The struggle was in fact quite
as bloody and even more savage and barbarous here than elsewhere,
for on this front Russ meets Turk, Christian meets Moslem, and
where they grapple the veneer of chivalry blisters off.
Here again, as in Galicia, we come to a natural frontier, not only
between two races, but between two continents. For here, crossing
the isthmus between the Black Sea and the Caspian, stretches a
mountain range over seven hundred miles in length, rising abruptly
out of the plains on either side. These are the Caucasus Mountains,
forming the boundary between Europe and Asia.
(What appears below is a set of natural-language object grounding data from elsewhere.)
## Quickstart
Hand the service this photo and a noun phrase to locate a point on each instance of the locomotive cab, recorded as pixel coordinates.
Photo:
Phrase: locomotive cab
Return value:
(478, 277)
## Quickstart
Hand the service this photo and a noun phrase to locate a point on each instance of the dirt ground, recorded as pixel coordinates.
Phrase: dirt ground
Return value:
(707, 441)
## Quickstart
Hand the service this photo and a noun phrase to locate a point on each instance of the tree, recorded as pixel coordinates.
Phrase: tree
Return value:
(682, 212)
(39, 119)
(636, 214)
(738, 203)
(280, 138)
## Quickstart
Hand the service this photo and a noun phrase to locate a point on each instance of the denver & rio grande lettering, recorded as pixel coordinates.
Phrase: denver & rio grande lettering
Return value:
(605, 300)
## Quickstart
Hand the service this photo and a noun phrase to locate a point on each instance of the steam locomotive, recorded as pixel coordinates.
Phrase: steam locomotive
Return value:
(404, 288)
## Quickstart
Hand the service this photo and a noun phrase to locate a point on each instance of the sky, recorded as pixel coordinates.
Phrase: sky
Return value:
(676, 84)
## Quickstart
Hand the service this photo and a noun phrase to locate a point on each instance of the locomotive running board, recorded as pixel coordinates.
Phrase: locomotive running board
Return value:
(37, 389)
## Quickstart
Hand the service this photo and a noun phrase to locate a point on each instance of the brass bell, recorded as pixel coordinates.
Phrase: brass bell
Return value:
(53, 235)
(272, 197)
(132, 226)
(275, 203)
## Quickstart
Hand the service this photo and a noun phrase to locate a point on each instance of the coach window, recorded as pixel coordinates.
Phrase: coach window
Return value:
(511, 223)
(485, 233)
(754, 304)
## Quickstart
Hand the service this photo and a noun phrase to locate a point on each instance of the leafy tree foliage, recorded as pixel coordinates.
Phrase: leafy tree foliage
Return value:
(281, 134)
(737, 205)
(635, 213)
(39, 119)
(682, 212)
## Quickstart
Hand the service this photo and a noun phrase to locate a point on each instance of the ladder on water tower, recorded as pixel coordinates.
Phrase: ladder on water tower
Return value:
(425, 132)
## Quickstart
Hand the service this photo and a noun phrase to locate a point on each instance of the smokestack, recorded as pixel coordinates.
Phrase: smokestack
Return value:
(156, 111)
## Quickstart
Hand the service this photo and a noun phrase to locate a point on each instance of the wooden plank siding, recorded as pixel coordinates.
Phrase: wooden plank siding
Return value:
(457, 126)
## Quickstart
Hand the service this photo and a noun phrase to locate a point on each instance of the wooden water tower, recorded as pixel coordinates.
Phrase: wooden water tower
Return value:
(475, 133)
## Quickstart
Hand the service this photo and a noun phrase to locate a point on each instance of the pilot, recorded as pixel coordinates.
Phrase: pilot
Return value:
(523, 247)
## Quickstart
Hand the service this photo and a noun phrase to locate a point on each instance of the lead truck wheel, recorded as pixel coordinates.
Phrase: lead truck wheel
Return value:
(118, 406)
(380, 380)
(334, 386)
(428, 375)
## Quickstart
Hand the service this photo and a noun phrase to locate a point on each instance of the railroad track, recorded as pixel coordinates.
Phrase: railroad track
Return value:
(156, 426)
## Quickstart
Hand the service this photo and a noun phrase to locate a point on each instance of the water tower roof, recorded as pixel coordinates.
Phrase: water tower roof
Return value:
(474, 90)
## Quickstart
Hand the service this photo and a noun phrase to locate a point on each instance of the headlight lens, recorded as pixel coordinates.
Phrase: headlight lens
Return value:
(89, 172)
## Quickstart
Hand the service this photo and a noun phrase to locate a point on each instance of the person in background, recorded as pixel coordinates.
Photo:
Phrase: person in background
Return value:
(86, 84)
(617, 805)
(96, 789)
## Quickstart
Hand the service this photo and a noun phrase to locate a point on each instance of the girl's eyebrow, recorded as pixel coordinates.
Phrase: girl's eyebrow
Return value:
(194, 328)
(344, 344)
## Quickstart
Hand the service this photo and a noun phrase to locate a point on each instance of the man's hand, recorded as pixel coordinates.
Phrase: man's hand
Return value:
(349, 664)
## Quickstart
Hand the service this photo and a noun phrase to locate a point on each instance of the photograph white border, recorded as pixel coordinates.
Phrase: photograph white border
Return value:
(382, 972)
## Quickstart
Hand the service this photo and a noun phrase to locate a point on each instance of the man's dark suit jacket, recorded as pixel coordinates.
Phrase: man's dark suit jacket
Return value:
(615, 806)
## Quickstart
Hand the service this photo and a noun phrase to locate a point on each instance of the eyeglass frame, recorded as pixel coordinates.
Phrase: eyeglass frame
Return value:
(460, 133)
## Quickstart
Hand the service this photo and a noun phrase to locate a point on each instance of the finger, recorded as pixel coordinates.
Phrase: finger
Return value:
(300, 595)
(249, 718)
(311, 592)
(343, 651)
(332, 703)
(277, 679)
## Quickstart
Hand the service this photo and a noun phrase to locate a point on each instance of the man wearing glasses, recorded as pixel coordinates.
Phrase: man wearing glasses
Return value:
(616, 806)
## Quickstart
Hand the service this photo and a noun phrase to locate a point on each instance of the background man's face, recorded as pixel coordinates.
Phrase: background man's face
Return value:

The higher and central part of the range (which averages only from
sixty to seventy miles in width) is formed of parallel ridges,
not separated by deep and wide valleys, but remarkably connected
by elevated plateaus, which are traversed by narrow fissures of
extreme depth. The highest peaks are in the most central chain;
Mt. Elburz, attaining an elevation of 18,000 feet above the sea,
while Mt. Kasbeck reaches a height of more than 16,000 feet, and
several other peaks rise above the line of perpetual snow. The
outlying spurs and foothills of this chain of lofty mountains are
of less extent and importance than those of almost any other mountain
range of similar magnitude, subsiding, as they do, until they are
only 200 feet high along the shores of the Black Sea. Some parts
are almost entirely bare, but other parts are densely wooded and
the secondary ranges near the Black Sea are covered by magnificent
forests of oak, beech, ash, maple, and walnut.